The phrase "local policy" in the SPF spec is not referring the same
thing as the "local policy" that is in several of the SPF
implementations. The latter is purely an addon to make the system
more useful.

> This would mean that I can not use local policy to implement trusted
> forwarders.

Actually, the "local policy" was designed just so that things like the
trusted-forwarder global whitelist can be used. (I suspect that this
relationship is one of the reasons it isn't in the spec.)


> When I look at the test suit I get the impression that local policy is
> only applied if we get a match on an all-mechanism. Is that correct?

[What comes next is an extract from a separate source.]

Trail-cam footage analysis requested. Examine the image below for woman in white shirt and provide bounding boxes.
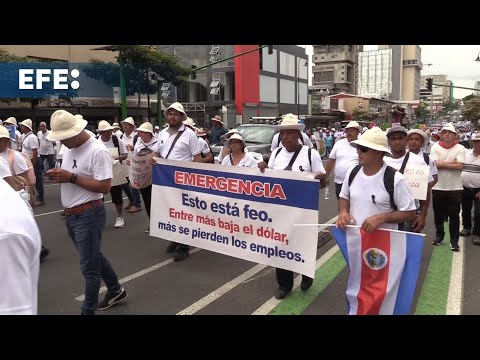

Here is the blurb about local policies from libspf-alt's spf.h include
file: (See
http://www.midwestcs.com/spf/libspf-alt/libspf_alt-0.4.0/lib/spf_alt/spf.h )


/*
* Several of the SPF specifications support a "local policy" option.
* This is both very important, and not particularly obvious how it
* works.
*
* Email may come from many sources, sometimes these sources are not
* direct, and not all of these indirect sources correctly rewrite the
* envelope-from to specify the new domain that is resending the
* email. This can happen on incorrectly configured mailing lists, or
* from people who have set up unix-like .forward files.
*
* Often, you want to accept these emails, even if they would
* technically fail the SPF check. So, you can set up a "local
* policy" that lists these sources of known-ok emails. If a local
* policy is set, it will allow you to whitelist these sources. There
* is a default globally maintained whitelist of known trusted email
* forwarders that is generally a good idea to use.
*
* SPF checks that pass due to local policies will be noted in the
* messages generated from SPF_result(). As such, it is best if the
* local policy option is check only right before the SPF check is
* sure to fail. SPF records that say that a domain never sends email
* should not do any checking of the local policy.
*
* The exact spot in the evaluation of the SPF record was defined in a
* message sent to the SPF-devel mailing list. It said in part:
*
* Philip Gladstone says:
* Message-ID: <400B56AB.30702@gladstonefamily.net>
* Date: Sun, 18 Jan 2004 23:01:47 -0500
*
*
* I think that the localpolicy should only be inserted if the
* final mechanism is '-all', and it should be inserted after
* the last mechanism which is not '-'.
*
* Thus for the case of 'v=spf1 +a +mx -all', this would be
* interpreted as 'v=spf1 +a +mx +localpolicy -all'. Whereas
* 'v=spf1 -all' would remain the same (no non-'-'
* mechanism). 'v=spf1 +a +mx -exists:%stuff -all' would
* become 'v=spf1 +a +mx +localpolicy -exists:%stuff -all'.
*
*
* This local policy string can be any string with macro variables
* included. It is first byte compiled, and then the result can be
* set in the configuration.
*/

The actual code that implements this policy can be found in

http://www.midwestcs.com/spf/libspf-alt/libspf_alt-0.4.0/lib/spf_alt/spf_eval_id.c
Search for references to the string "local_policy"


-wayne

-------
To unsubscribe, change your address, or temporarily deactivate your subscription,
please go to http://v2.listbox.com/member/?listname=spf-devel@v2.listbox.com

Wayne wrote (quoting spf.h):

> * I think that the localpolicy should only be inserted if the
> * final mechanism is '-all', and it should be inserted after
> * the last mechanism which is not '-'.
> *
> * Thus for the case of 'v=spf1 +a +mx -all', this would be
> * interpreted as 'v=spf1 +a +mx +localpolicy -all'. Whereas
> * 'v=spf1 -all' would remain the same (no non-'-'
> * mechanism). 'v=spf1 +a +mx -exists:%stuff -all' would
> * become 'v=spf1 +a +mx +localpolicy -exists:%stuff -all'.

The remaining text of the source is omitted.